A few days ago we were having dinner with friends when the conversation turned to a mutual acquaintance. "I find her very difficult to like," one friend said. "She's very spoilt…"
"Self-absorbed," another agreed. "She doesn't share, she's opinionated and she never listens to other people's views…"
And then the killer line. "Of course, it's not surprising because she's an only child…"
There was a silence for a moment and then my husband said: "Nicola is an only child."
Another silence. Then lots of people talking at once: "Oh well, you're the exception that proves the rule…"
It was lucky they said that because otherwise they would have been wearing the delicious apricot and vanilla pudding I had made rather than eating it, and if that's spoilt behaviour then I put my hand up.
It wasn't the first time I had come up against prejudice against only children but it was the most blatant example and it certainly made me think. As a writer I have sometimes used birth order when I've been fleshing out my characters. The heroine of my next book, Whisper of Scandal, is the eldest of three girls and makes a spectacular escape from caring for her younger sisters by running off with an out-and-out cad. In one of my early books there was some vicious sibling rivalry going on between two sisters.

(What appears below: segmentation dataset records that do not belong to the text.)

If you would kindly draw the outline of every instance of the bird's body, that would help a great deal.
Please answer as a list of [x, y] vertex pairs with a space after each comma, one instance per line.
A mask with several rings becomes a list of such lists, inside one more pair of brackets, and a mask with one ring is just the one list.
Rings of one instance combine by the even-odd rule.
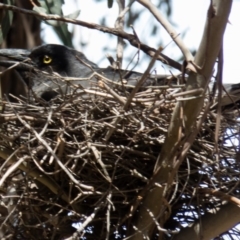
[[[135, 71], [112, 67], [99, 68], [95, 63], [88, 60], [83, 53], [56, 44], [46, 44], [36, 47], [32, 51], [1, 49], [0, 56], [12, 59], [12, 61], [0, 62], [0, 65], [5, 67], [16, 63], [14, 60], [22, 62], [30, 59], [26, 63], [20, 63], [15, 69], [22, 75], [27, 87], [37, 97], [46, 101], [51, 100], [58, 94], [70, 93], [73, 85], [81, 89], [96, 86], [101, 76], [112, 81], [110, 83], [111, 87], [115, 87], [116, 83], [120, 87], [134, 87], [142, 77], [142, 73]], [[167, 77], [169, 75], [149, 75], [142, 87], [167, 84]], [[176, 83], [176, 79], [171, 83]], [[224, 94], [223, 105], [232, 104], [233, 100], [234, 102], [240, 101], [239, 84], [227, 84], [226, 88], [231, 97]]]
[[[19, 57], [17, 57], [18, 51]], [[14, 54], [14, 52], [16, 53]], [[83, 53], [56, 44], [43, 45], [32, 51], [2, 49], [0, 55], [16, 60], [19, 59], [20, 61], [27, 57], [30, 58], [31, 62], [28, 62], [28, 64], [34, 67], [35, 70], [40, 71], [26, 71], [23, 66], [17, 68], [17, 70], [34, 94], [47, 101], [59, 93], [70, 92], [71, 84], [77, 84], [83, 89], [96, 86], [97, 80], [99, 80], [97, 74], [121, 86], [130, 85], [132, 87], [137, 84], [142, 76], [142, 73], [135, 71], [114, 69], [112, 67], [99, 68], [95, 63], [89, 61]], [[42, 72], [49, 74], [43, 74]], [[95, 76], [93, 76], [94, 74]], [[66, 81], [59, 79], [59, 76], [64, 77]], [[168, 76], [150, 75], [143, 86], [162, 85]], [[71, 78], [75, 79], [71, 80]]]

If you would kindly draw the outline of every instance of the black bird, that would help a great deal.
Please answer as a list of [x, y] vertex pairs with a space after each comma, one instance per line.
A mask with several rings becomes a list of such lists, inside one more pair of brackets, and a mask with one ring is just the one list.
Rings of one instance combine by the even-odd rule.
[[[9, 67], [19, 63], [15, 69], [22, 75], [27, 87], [46, 101], [51, 100], [59, 93], [70, 92], [70, 84], [81, 86], [83, 89], [89, 88], [98, 80], [98, 77], [95, 76], [90, 81], [93, 73], [118, 83], [120, 87], [123, 84], [127, 87], [134, 87], [142, 76], [142, 73], [134, 71], [119, 70], [112, 67], [99, 68], [95, 63], [89, 61], [83, 53], [57, 44], [46, 44], [36, 47], [32, 51], [0, 49], [0, 56], [12, 59], [0, 61], [0, 66]], [[42, 71], [49, 74], [43, 74]], [[60, 77], [75, 78], [75, 80], [59, 81]], [[76, 80], [76, 78], [78, 79]], [[149, 75], [143, 87], [167, 84], [167, 78], [169, 75]], [[171, 83], [175, 84], [176, 79], [173, 79]], [[111, 86], [115, 86], [115, 84]], [[240, 102], [240, 84], [224, 84], [224, 88], [228, 94], [224, 93], [222, 105], [232, 104], [233, 101]]]
[[[32, 51], [1, 49], [0, 56], [13, 60], [0, 62], [2, 66], [10, 66], [16, 61], [24, 61], [29, 58], [30, 61], [19, 64], [16, 69], [23, 76], [27, 86], [37, 96], [47, 101], [59, 93], [69, 91], [69, 84], [89, 88], [98, 79], [93, 77], [91, 81], [89, 80], [93, 73], [101, 74], [107, 79], [119, 83], [119, 86], [124, 84], [133, 87], [142, 76], [142, 73], [134, 71], [117, 70], [112, 67], [99, 68], [95, 63], [89, 61], [83, 53], [57, 44], [43, 45]], [[42, 74], [36, 70], [50, 73], [50, 75]], [[59, 75], [67, 78], [83, 78], [84, 80], [59, 81]], [[167, 77], [169, 75], [150, 75], [144, 86], [163, 85], [167, 82], [165, 81]]]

Generalisations about birth order include:
The most responsiblity is given to the eldest child. They develop strong leadership qualities. However they also have to bear the brunt of strong parental supervision and heavy parental expectations. Most family photo albums apparently feature twice as many pictures of the eldest child as of their siblings, particularly when they are babies or toddlers. They are the trailblazers. Famous firstborn children include Winston Churchill, EM Forster, Danielle Steel, – and David Copperfield.

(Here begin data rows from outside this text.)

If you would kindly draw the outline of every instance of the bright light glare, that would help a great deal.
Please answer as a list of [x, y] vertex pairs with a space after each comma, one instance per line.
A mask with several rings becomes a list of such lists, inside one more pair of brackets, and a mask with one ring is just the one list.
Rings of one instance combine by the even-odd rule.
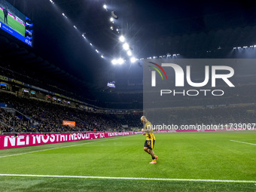
[[135, 62], [136, 61], [136, 59], [135, 57], [132, 57], [130, 59], [131, 62]]
[[129, 50], [129, 47], [130, 47], [130, 46], [129, 46], [129, 44], [128, 44], [127, 43], [124, 43], [124, 44], [123, 44], [123, 48], [124, 50]]
[[121, 41], [121, 42], [123, 43], [123, 42], [124, 42], [124, 41], [125, 41], [125, 38], [124, 38], [123, 35], [121, 35], [121, 36], [120, 36], [120, 38], [119, 38], [119, 41]]
[[119, 58], [117, 61], [119, 65], [122, 65], [124, 62], [124, 60], [122, 58]]
[[117, 60], [116, 59], [114, 59], [113, 60], [111, 60], [111, 62], [112, 62], [113, 65], [117, 65]]

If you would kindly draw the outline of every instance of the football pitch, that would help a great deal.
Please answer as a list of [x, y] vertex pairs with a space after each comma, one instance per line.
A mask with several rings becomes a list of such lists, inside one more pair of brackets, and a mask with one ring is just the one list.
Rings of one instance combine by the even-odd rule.
[[0, 191], [256, 191], [256, 131], [155, 136], [0, 150]]

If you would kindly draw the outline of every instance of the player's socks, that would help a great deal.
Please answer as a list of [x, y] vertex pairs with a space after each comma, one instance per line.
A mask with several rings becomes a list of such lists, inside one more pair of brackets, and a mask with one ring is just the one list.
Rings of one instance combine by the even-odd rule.
[[151, 163], [149, 163], [149, 164], [154, 164], [154, 163], [157, 163], [156, 160], [153, 160]]

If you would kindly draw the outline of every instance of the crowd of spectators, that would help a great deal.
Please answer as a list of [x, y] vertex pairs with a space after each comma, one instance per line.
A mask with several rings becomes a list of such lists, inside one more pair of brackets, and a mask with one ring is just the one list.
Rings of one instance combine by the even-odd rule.
[[[0, 108], [2, 133], [53, 133], [130, 130], [140, 129], [142, 112], [107, 113], [86, 111], [46, 101], [0, 93], [0, 102], [11, 105], [15, 113]], [[229, 124], [255, 123], [256, 105], [218, 107], [162, 108], [147, 111], [152, 124]], [[75, 126], [62, 125], [62, 120], [75, 121]], [[128, 129], [123, 126], [128, 126]]]
[[181, 108], [148, 111], [151, 123], [162, 125], [226, 125], [256, 123], [256, 105]]
[[[86, 111], [7, 93], [0, 93], [0, 102], [11, 105], [17, 110], [15, 114], [7, 112], [4, 108], [0, 112], [5, 123], [10, 118], [17, 120], [8, 125], [13, 127], [13, 131], [19, 133], [120, 131], [126, 130], [123, 125], [129, 125], [130, 127], [142, 126], [139, 117], [134, 115], [126, 114], [120, 118], [114, 114]], [[7, 126], [5, 120], [0, 120]], [[75, 121], [75, 126], [62, 125], [63, 120]], [[8, 127], [2, 127], [1, 130], [3, 133], [10, 131]]]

The middle child or children can get squeezed out. They are born into a competitive atmosphere and often behave in the opposite way to the eldest. If the eldest is a high-achiever they may be a trouble-maker, choosing to make their mark in unconventional ways. if the eldest is academic, they will turn to another area in which to excel. They can also be the peace-maker and the one with the most friends. Famous middle children include Princess Diana, Henry VIII and Bill Gates.

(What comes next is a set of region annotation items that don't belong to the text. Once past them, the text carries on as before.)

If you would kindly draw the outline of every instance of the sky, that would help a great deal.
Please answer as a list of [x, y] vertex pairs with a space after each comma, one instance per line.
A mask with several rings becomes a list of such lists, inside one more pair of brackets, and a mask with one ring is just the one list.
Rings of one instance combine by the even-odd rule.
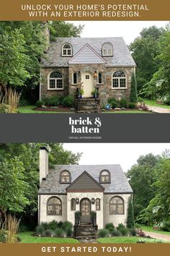
[[76, 25], [85, 25], [82, 38], [123, 37], [129, 45], [143, 27], [165, 27], [168, 21], [74, 21]]
[[83, 153], [79, 164], [120, 164], [127, 171], [138, 157], [152, 153], [161, 155], [170, 143], [64, 143], [73, 153]]

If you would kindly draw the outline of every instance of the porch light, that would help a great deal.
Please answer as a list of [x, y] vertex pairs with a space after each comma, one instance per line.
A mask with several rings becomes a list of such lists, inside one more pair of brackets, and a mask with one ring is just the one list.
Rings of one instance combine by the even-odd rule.
[[95, 70], [95, 71], [94, 71], [94, 78], [97, 79], [97, 71]]

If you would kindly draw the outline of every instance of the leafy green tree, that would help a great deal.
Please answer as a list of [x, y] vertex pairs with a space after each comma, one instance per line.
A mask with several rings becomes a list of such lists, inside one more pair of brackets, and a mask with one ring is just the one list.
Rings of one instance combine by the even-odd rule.
[[53, 21], [49, 24], [50, 40], [56, 38], [80, 38], [84, 25], [75, 26], [64, 21]]
[[163, 154], [156, 166], [156, 179], [153, 184], [156, 189], [155, 197], [139, 216], [143, 223], [153, 224], [170, 221], [170, 155]]
[[133, 192], [134, 216], [138, 216], [141, 210], [149, 204], [156, 195], [156, 188], [152, 186], [155, 181], [155, 167], [160, 157], [148, 154], [139, 157], [137, 164], [128, 170], [127, 177], [129, 179]]
[[130, 45], [133, 57], [137, 64], [136, 80], [138, 91], [148, 82], [158, 70], [160, 61], [156, 57], [159, 52], [159, 42], [164, 30], [152, 26], [143, 28], [140, 36]]
[[134, 221], [133, 206], [132, 199], [130, 198], [128, 200], [127, 227], [129, 229], [132, 229], [134, 226], [135, 226], [135, 221]]
[[17, 157], [0, 160], [0, 211], [22, 212], [30, 202], [23, 163]]
[[131, 88], [130, 88], [130, 101], [136, 103], [138, 101], [137, 84], [136, 84], [136, 79], [134, 72], [133, 73], [132, 75], [130, 86]]

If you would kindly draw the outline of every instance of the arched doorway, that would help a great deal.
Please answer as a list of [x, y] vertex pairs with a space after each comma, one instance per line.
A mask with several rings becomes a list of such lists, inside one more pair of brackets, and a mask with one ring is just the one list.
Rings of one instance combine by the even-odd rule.
[[84, 97], [91, 98], [91, 92], [94, 90], [94, 78], [91, 73], [83, 72], [81, 74], [82, 88], [84, 89]]
[[89, 224], [91, 223], [91, 201], [89, 198], [83, 198], [80, 201], [81, 223]]

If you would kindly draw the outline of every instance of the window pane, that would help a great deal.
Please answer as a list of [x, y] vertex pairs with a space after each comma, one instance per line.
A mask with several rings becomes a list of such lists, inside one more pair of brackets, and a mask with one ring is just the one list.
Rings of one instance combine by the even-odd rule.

The youngest is supposedly indulged and spoiled, the baby of the family who can get away with all the things that their siblings could not. I found it quite difficult to find a list of famous youngest children when I was searching, which was a bit puzzling. The whole birth order thing seems to be skewed to proving its own point ie that it's the firstborn who become famous.
So what do you think? Are you an only, a firstborn or one of a big family? How has that affected you? What about twins? And are theories like birth order useful tools for a writer in developing character or simply too stereotypical?